Photo archives La Presse

La Ville de Montréal devra verser 2,7 millions à un commerçant pour la perte de son établissement dans un incendie... déclenché par l'un de ses pompiers.

Le 24 mai 2007, un pompier montréalais en proie à une profonde dépression se présente dans un Canadian Tire de l'arrondissement Rivière-des-Prairies-Pointe-aux-Trembles avec un sombre plan en tête: s'immoler par le feu. Au dernier moment, l'homme, qui n'était pas en service ce jour-là, s'est ravisé et a seulement mis le feu à la section camping du magasin. Par chance, il n'y a pas eu de victimes même si le commerce était alors bondé.

Une centaine de pompiers ont été appelés sur les lieux pour éteindre le brasier. Après avoir combattu les flammes pendant un peu plus de cinq heures, ils ont quitté les lieux, un peu avant 1h du matin.

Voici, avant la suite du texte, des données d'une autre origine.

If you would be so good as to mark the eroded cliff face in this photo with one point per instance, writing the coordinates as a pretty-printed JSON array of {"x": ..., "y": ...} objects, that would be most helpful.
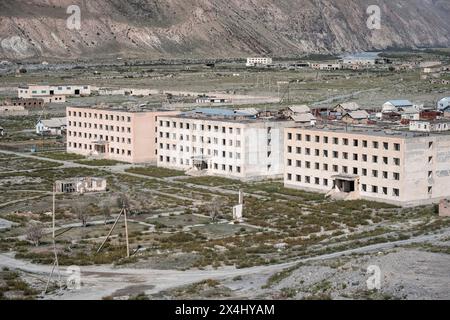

Mal leur en prit: moins d'une heure plus tard, le brasier a repris de plus belle avec de fortes explosions qui ont détruit le bâtiment en quasi-totalité.

Filmé par les caméras de sécurité, le pompier à l'origine de l'incendie s'est rendu aux policiers quelques semaines plus tard. Michel Brochu a été reconnu coupable en 2010 d'incendie criminel et condamné à purger une peine de deux ans moins un jour dans la collectivité. Il a également perdu son travail, car la Ville l'a congédié.

Poursuite de 15,9 millions

L'histoire ne s'est toutefois pas arrêtée là pour la Ville. Le propriétaire et son assureur ont intenté une poursuite de 15,9 millions pour la perte de l'immeuble et du stock du magasin. Ils reprochaient en effet à Montréal le fait qu'«à l'issue du premier incendie, les pompiers n'aient pas sorti des lieux les produits ayant été atteints par l'eau et l'humidité» et qu'«aucune équipe, prête à intervenir, ne soit restée en surveillance afin d'agir en cas de reprise possible de l'incendie».

La Ville a négocié un règlement à l'amiable, «compte tenu des difficultés de preuve découlant des circonstances particulières de l'intervention des pompiers, des coûts et des aléas d'un procès». Montréal a donc accepté de verser 2,7 millions au Canadian Tire et à son assureur pour les dommages à la suite de l'intervention.

Vérifications faites, Montréal n'entend pas réclamer les 2,7 millions à son ancien pompier. Les avocats de la Ville considèrent en effet que le règlement à l'amiable exclut les dommages provoqués directement par l'incendie déclenché par celui-ci. Le règlement concerne seulement les dommages liés au second incendie survenu peu après.